The RUTH goes to...
Press Release - RUTH - The German World Music Prize has been awarded annually on the first weekend in July during the Rudolstadt Festival since 2002. Since 2020, the festival's ten-member organisation team has decided on this award, which is endowed with a total of 5,000 euros.
This year it will be awarded twice: To the musician Ezékiel Wendtoin Nikiema, alias Ezé, who comes from Burkina Faso and lives in Dresden, and to the dance master Sigrid Doberenz - she will be awarded the RUTH honour for her life's work.
Jury Statement on Ezé:
‘'My love for this country is a conscious decision, a signal to all the people who don't want to welcome me. This country belongs to me too! No, Ezé won't let it get him down, even though he was thrown out of the tram by a Pegida supporter shortly after his arrival in Dresden. The experience contributed to his blackness, to the conscious perception of his skin colour as a political dimension. This spurred him on immensely to take up the topic in his songs and get involved: against racism and the shift to the right. Ezé sings about flight and migration, the climate crisis, masculinity and vulnerability - predominantly in German, occasionally in French or in his native language Mòoré. He celebrates his migration background and his individuality in a pointed and humorous way, but always in such a way that there is no doubt about his attitude. ‘I'm German too, in my own way,’ says Ezé. And that is a very, very good thing, because with his humanity and as a socially, culturally and politically active person, he is a great asset to this country. We are therefore grateful to award him the RUTH 2025.’

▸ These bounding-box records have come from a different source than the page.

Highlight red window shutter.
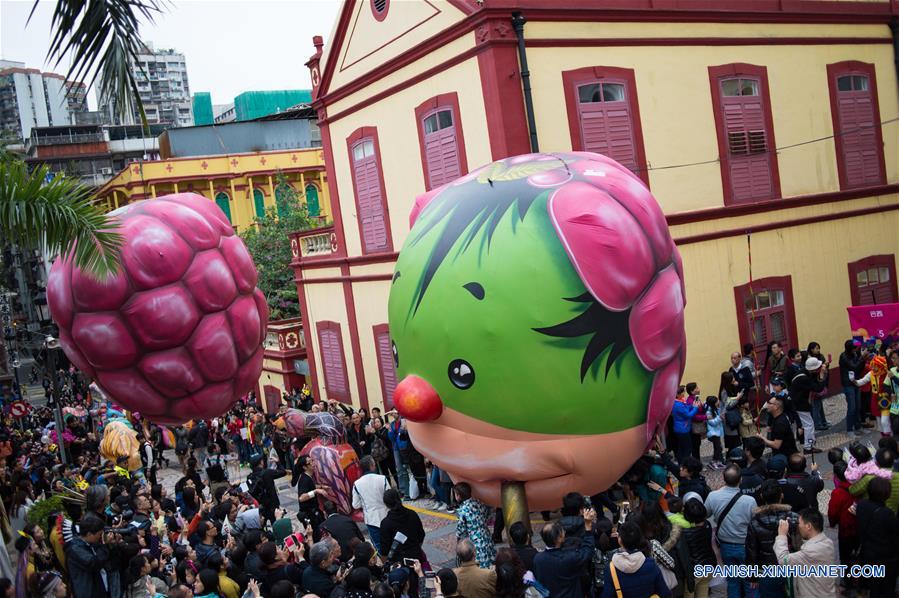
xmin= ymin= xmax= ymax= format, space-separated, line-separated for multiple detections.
xmin=350 ymin=137 xmax=389 ymax=253
xmin=318 ymin=328 xmax=348 ymax=398
xmin=721 ymin=88 xmax=774 ymax=201
xmin=419 ymin=107 xmax=462 ymax=189
xmin=578 ymin=90 xmax=639 ymax=172
xmin=375 ymin=331 xmax=396 ymax=409
xmin=837 ymin=81 xmax=880 ymax=187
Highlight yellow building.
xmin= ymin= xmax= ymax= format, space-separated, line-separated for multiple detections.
xmin=96 ymin=148 xmax=331 ymax=232
xmin=293 ymin=0 xmax=899 ymax=406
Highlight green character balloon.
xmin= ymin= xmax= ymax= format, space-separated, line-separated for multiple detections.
xmin=389 ymin=152 xmax=685 ymax=509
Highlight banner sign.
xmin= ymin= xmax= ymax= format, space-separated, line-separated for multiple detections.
xmin=846 ymin=303 xmax=899 ymax=345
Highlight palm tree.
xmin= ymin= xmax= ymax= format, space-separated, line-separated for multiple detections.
xmin=28 ymin=0 xmax=165 ymax=126
xmin=0 ymin=161 xmax=123 ymax=279
xmin=0 ymin=0 xmax=164 ymax=278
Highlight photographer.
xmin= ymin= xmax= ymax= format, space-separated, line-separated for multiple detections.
xmin=66 ymin=513 xmax=120 ymax=598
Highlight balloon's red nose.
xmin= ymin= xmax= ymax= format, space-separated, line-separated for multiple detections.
xmin=393 ymin=376 xmax=443 ymax=422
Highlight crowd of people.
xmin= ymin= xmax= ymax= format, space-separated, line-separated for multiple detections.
xmin=0 ymin=341 xmax=899 ymax=598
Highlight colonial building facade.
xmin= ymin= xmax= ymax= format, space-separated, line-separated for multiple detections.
xmin=292 ymin=0 xmax=899 ymax=406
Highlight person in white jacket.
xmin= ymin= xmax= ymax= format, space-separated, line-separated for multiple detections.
xmin=353 ymin=456 xmax=390 ymax=552
xmin=774 ymin=508 xmax=839 ymax=598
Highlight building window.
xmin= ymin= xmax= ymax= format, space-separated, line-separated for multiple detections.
xmin=215 ymin=191 xmax=233 ymax=222
xmin=275 ymin=183 xmax=293 ymax=218
xmin=734 ymin=276 xmax=798 ymax=359
xmin=709 ymin=64 xmax=780 ymax=204
xmin=827 ymin=61 xmax=886 ymax=189
xmin=347 ymin=127 xmax=393 ymax=254
xmin=415 ymin=92 xmax=468 ymax=190
xmin=306 ymin=183 xmax=321 ymax=218
xmin=562 ymin=66 xmax=649 ymax=185
xmin=849 ymin=254 xmax=899 ymax=305
xmin=316 ymin=322 xmax=350 ymax=401
xmin=374 ymin=324 xmax=397 ymax=410
xmin=369 ymin=0 xmax=390 ymax=21
xmin=253 ymin=189 xmax=265 ymax=218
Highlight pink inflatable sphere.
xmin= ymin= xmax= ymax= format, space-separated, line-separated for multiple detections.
xmin=47 ymin=193 xmax=268 ymax=423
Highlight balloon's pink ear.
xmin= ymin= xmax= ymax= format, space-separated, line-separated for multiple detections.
xmin=409 ymin=185 xmax=447 ymax=230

Jury Statement on Sigrid Doberenz:
‘What is often said about the beginnings of participatory dance in the GDR, namely that visitors were prejudiced against active dancing and inhibited from dancing themselves, certainly did not apply to Sigrid Doberenz: the Leipzig native was a bundle of energy and had no inhibitions about moving. Nor was she afraid to approach visitors to dance events and classes and encourage them to dance along - regardless of whether they were big or small, young or old, or suffering from a disability. There was only one thing she was strict about: simply hopping around was not an option, the whole thing had to have a hand and foot. The technical, methodical and dance knowledge and skills that she herself had acquired in her training as a dance master also characterised her teaching of folk dances: Aesthetics, character and behaviour in dance were essential. This flowed into her workshops as well as into the three dance books (Das Taubenhaus 1996, Der Gänsereigen 2000, Der Froschkanon 2008) and a folk dance course on DVD (Das Federbett 2003), which she published. Participatory folk dance in the GDR was a phenomenon and is still in a class of its own today. Often copied and never equalled. Sigrid Doberenz played a decisive role in this. She has more than earned the honorary RUTH 2025 for this.’